In this final installment of the series, I will provide some detail behind flash storage sizing. My previous entry contained an analytical and theoretical approach to sizing flash in today’s storage. When I first studied the ideas I introduced in that post, I thought the flash sizing exercise was hopeless. After all, how are customers to measure data cooling? How could a storage admin quantify skew?
As it turns out, familiarity with these abstract concepts is not needed to size flash in your environment. The same principles that Intel and AMD apply in sizing microprocessor cache can be applied to storage. There are generalizations that will suit the majority of deployments.

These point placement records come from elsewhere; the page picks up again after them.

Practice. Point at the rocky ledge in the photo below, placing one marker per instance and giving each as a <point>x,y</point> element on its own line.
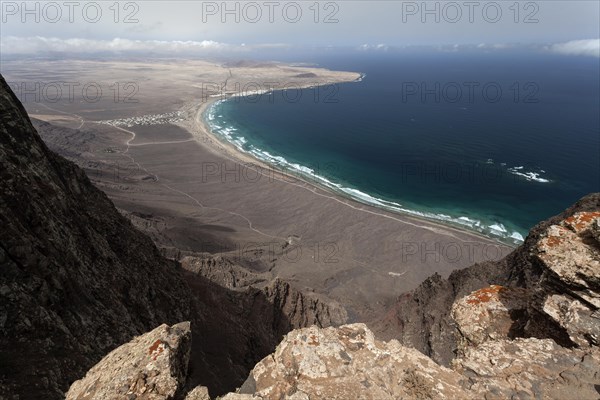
<point>535,341</point>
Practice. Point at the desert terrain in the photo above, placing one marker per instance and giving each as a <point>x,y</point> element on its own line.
<point>136,128</point>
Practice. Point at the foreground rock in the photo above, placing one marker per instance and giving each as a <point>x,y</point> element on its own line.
<point>348,363</point>
<point>152,366</point>
<point>557,266</point>
<point>76,278</point>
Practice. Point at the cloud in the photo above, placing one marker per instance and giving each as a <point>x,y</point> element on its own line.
<point>588,47</point>
<point>376,47</point>
<point>41,45</point>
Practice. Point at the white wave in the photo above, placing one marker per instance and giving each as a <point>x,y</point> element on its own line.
<point>494,229</point>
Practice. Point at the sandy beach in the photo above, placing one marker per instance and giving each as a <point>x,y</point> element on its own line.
<point>192,192</point>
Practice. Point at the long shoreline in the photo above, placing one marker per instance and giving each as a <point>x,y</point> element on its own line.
<point>222,147</point>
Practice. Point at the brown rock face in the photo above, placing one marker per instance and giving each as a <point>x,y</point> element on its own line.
<point>152,366</point>
<point>569,290</point>
<point>76,278</point>
<point>490,313</point>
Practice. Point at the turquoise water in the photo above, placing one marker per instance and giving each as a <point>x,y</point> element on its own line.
<point>402,138</point>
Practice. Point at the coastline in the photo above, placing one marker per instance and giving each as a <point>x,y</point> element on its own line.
<point>209,140</point>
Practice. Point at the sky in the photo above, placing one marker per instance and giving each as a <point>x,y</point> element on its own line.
<point>570,27</point>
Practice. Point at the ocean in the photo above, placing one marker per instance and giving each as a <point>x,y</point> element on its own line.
<point>491,142</point>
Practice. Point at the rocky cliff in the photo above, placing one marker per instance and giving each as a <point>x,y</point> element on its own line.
<point>77,280</point>
<point>536,337</point>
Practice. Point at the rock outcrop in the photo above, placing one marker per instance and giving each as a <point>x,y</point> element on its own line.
<point>300,309</point>
<point>76,278</point>
<point>423,319</point>
<point>152,366</point>
<point>348,363</point>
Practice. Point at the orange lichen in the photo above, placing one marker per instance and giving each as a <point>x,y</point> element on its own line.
<point>581,221</point>
<point>156,349</point>
<point>553,241</point>
<point>484,295</point>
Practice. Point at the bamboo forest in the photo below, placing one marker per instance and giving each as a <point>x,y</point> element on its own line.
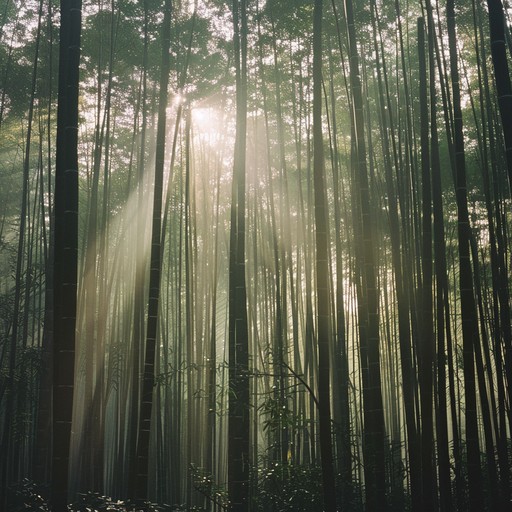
<point>255,255</point>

First, a little background. In building EMC’s Fully Automated Storage Tiering Virtual Pools (FAST VP), EMC studies the access patterns of over 3,500 arrays. We measured skew and performance, capacity and footprint. We experimented with storage layout and FAST VP block sizes. We tried two-tier and three-tier configurations and sized each to find a best fit for the average case. The results are summarized in the following figure.
Of the 3,500 arrays we analyzed, 12% of the workloads met criteria that we describe as “heavy skew”. This means 95% of the IO occurred on 5% of the data. In these configurations nearly all the hot blocks can be stored in flash when it is sized to 3% of the storage footprint. In “moderate skew” environments, the addition of 15% Fibre Channel maintained performance with a footprint only slightly larger than optimal. “Low skew” environments still showed improvement over flash-less configurations in both performance and footprint, while at the same cost.
It was this analysis that led us to recommend the low skew configuration for unknown environments. This has the following benefits:
- The cost of storage is the same as the flash-less configuration.
- The footprint is half the size of the flash-less configuration.
- Storage will be at least 20% faster for 94% of workloads. Because this measurement was provided at low skew, and higher skew environments will more heavily exercise flash, and performance will exceed non-flash deployments by more than 40% under some workloads.
EMC’s Tier Advisor can help you produce a more precise guide to size your storage tiers. But it is not strictly necessary. Deploying a three-tier architecture will improve your existing array by reducing footprint and improving performance. And if your environment has anything above low skew, adding rotating disks will capacity and improve efficiency. This works because you will be approaching the more precise tier mapping for your environment’s workloads.
This ends my three-part series on flash in the enterprise. I will conclude the series where it began. I fell in love with flash when I installed an SSD disk in my MacBook Pro. The impact to my own user experience was so dramatic as to revolutionize my own thinking about the nature of storage. If your mind has not yet been similarly transformed, go get SSD for your consumer computers right away. And know that everything we can experience for our own equipment we can deliver in the enterprise, too.